Translatable modules[edit]


This is not exactly about Abstract Wikipedia, but it's quite closely related, so it may interest the people who care about Abstract Wikipedia.

The Wikimedia Foundation's Language team started the Translatable modules initiative. Its goal is to find a good way to localize Lua modules as conveniently as it is done for MediaWiki extensions.

This project is related to task #2 in Abstract Wikipedia/Tasks, "A cross-wiki repository to share templates and modules between the WMF projects". The relationship to Abstract Wikipedia is described in much more detail on the page mw:Translatable modules/Engineering considerations.

Everybody's feedback about this project is welcome. In particular, if you are a developer of templates or Lua (Scribunto) modules, your user experience will definitely be affected sooner or later, so make your voice heard! The current consultation stage will go on until the end of September 2020.

Thank you! --Amir E. Aharoni (WMF) (talk) 12:45, 6 September 2020 (UTC)

@Aaharoni-WMF: Thanks, that is interesting.

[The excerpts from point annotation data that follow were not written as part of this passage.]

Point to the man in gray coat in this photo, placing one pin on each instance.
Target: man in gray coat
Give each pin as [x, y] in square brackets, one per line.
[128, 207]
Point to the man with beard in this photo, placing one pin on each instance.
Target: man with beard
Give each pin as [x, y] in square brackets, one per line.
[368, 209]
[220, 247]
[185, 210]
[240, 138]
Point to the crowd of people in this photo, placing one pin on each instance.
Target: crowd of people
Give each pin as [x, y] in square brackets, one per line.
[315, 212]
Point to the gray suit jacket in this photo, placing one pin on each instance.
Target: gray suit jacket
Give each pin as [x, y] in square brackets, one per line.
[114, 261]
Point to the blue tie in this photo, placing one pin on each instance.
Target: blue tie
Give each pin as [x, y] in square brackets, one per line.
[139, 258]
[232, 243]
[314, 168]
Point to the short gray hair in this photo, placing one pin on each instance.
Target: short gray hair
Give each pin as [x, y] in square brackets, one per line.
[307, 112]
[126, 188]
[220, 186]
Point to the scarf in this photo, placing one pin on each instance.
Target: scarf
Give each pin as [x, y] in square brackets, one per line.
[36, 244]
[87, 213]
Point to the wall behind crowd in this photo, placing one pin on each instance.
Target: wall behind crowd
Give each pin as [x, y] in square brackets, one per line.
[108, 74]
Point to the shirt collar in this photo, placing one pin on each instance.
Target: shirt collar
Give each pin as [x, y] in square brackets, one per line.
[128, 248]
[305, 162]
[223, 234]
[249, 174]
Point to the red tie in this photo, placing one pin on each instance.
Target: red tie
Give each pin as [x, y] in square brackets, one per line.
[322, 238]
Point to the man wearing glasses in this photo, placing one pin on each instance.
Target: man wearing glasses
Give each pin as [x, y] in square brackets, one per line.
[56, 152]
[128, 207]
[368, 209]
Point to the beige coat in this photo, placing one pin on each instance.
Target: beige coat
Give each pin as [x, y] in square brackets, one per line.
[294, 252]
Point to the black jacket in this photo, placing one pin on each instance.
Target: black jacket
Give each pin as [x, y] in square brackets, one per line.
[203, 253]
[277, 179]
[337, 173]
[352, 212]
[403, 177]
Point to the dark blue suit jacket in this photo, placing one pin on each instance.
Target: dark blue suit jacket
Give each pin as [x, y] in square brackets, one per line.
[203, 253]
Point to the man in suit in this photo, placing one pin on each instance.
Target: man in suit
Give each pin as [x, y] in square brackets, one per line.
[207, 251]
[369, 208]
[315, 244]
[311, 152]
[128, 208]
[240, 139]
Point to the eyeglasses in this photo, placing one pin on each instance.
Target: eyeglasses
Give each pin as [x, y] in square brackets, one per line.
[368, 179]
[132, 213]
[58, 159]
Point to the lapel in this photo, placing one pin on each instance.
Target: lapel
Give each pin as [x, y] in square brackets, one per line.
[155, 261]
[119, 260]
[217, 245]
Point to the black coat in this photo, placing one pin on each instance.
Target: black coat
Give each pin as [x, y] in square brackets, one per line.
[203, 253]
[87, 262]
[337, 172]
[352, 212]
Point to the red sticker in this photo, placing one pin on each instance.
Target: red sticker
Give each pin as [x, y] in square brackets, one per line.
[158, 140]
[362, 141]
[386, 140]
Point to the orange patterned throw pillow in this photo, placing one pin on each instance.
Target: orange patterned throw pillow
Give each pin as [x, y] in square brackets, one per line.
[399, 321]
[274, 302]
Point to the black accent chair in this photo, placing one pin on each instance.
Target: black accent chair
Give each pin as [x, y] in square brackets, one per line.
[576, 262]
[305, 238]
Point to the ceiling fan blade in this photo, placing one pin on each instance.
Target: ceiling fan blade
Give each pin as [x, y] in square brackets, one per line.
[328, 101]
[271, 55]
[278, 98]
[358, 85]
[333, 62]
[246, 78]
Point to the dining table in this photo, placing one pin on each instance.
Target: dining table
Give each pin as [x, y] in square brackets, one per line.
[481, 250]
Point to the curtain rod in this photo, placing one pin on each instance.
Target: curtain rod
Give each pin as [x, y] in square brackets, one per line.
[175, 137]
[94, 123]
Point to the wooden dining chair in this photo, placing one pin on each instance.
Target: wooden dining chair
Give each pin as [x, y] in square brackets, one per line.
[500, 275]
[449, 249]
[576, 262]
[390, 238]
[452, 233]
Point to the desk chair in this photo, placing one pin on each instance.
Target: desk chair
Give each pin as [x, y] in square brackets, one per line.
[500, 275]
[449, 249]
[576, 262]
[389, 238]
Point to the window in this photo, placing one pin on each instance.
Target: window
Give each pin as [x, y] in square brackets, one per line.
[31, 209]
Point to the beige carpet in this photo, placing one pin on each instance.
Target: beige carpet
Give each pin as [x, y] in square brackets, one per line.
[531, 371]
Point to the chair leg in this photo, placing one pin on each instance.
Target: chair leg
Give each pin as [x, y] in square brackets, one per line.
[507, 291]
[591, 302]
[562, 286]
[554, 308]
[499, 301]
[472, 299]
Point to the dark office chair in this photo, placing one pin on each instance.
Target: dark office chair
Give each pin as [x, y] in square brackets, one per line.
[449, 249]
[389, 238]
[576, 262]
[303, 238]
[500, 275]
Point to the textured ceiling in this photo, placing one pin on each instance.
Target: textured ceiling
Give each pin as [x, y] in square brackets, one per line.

I do wonder whether there is more overlap in Phase 1 than your link suggests. Although it is probably correct to say that the internalization of ZObjects will be centralized initially, there was some uncertainty about which multi-lingual labelization and documentation solution should be pursued. Phab:T258953 is now resolved but I don't understand it well enough to see whether it aligns with any of your solution options. As for phase 2, I simply encourage anyone with an interest in language-neutral encyclopedic content to take a look at the link you provided and the associated discussion. Thanks again.--GrounderUK (talk) 19:43, 7 September 2020 (UTC)

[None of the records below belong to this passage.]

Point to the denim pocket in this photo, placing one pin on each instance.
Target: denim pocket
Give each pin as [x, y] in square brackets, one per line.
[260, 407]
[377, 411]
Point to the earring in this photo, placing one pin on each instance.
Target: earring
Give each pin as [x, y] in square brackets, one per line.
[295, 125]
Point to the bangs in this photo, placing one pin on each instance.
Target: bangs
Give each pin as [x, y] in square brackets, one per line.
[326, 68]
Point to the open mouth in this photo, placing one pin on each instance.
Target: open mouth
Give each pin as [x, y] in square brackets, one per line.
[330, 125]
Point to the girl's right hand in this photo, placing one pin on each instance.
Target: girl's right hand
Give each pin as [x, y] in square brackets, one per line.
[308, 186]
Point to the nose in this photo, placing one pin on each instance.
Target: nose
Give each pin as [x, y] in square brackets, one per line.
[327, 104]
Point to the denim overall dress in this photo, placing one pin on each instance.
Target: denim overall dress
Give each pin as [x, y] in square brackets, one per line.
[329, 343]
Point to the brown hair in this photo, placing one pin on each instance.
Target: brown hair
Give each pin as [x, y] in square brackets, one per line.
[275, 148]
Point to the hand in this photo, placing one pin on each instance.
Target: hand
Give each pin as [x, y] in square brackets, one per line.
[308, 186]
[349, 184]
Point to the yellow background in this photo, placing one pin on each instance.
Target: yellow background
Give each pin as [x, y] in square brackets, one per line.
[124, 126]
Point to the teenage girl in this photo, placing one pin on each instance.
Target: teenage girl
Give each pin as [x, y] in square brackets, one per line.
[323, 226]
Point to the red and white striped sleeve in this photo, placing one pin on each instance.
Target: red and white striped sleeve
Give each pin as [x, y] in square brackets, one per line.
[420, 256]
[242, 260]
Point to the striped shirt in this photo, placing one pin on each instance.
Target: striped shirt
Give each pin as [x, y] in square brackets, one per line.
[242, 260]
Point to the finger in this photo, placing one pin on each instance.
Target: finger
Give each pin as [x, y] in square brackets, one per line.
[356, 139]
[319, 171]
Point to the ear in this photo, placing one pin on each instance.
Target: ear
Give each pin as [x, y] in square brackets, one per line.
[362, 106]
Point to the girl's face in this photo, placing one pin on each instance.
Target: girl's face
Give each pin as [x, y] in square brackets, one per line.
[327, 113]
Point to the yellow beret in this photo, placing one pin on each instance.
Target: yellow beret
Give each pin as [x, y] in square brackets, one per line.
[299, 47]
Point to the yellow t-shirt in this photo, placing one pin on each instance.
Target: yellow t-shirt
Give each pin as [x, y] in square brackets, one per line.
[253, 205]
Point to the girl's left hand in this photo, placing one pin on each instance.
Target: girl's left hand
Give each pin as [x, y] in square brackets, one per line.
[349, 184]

Response from the Grammatical Framework community[edit]

The Grammatical Framework (GF) community has been following the development of Abstract Wikipedia with great interest. This summary is based on a thread at GF mailing list and my (inariksit) personal additions.


GF has a Resource Grammar Library (RGL) for 40 or so languages, and 14 of them have large-scale lexical resources and extensions for wide-coverage parsing. The company Digital Grammars (my employer) has been using GF in commercial applications since 2014.

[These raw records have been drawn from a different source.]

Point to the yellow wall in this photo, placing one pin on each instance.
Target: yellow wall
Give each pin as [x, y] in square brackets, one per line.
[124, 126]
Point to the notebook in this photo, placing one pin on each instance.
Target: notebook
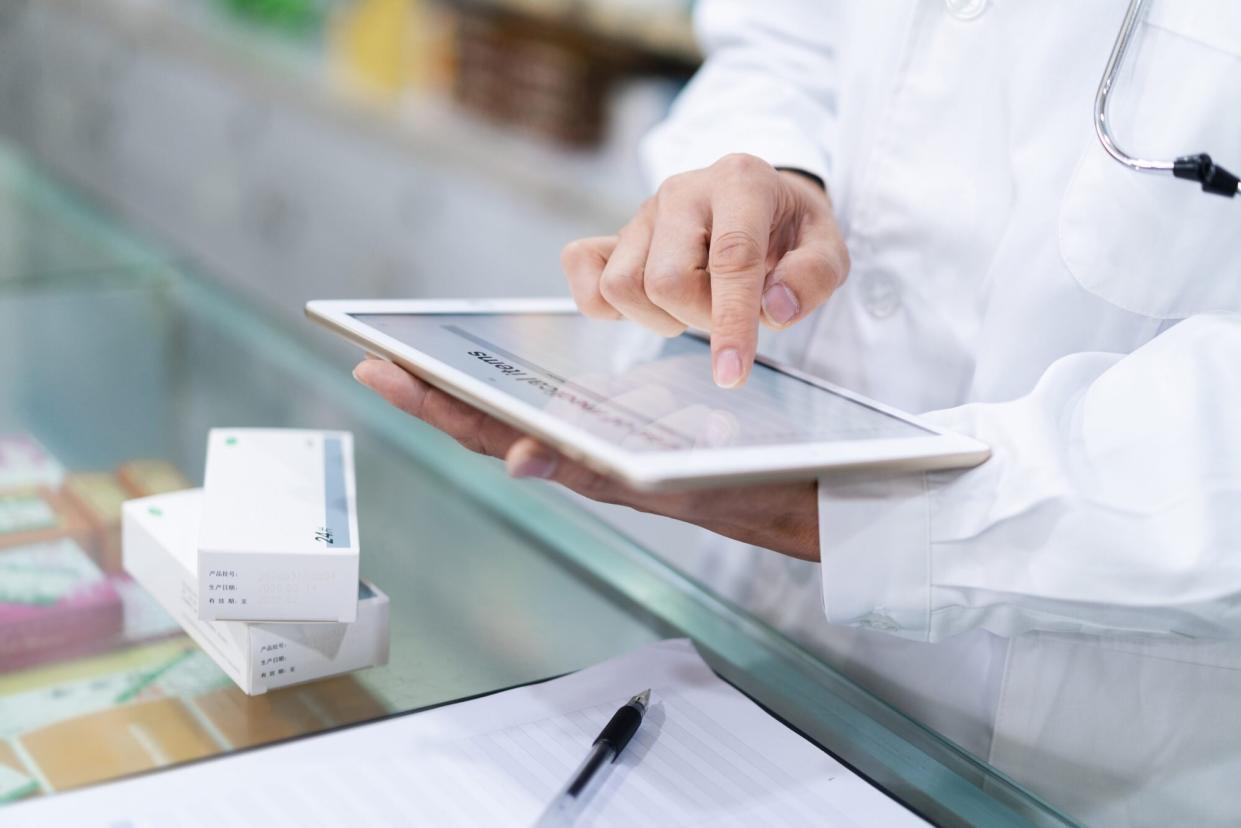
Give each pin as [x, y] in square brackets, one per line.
[704, 755]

To quote GF's inventor Aarne Ranta on the previously linked thread:

My suggestion would have have a few items:

  • that we develop a high-level API for the purpose, as done in many other NLG projects
  • that we make a case study on an area or some areas where there is adequate data. For instance from OpenMath
  • that we propagate this as a community challenge
  • Digital Grammars can sponsor this with some tools, since we have gained experience from some larger-scale NLG projects

Morphological resources from Wiktionary inflection tables[edit]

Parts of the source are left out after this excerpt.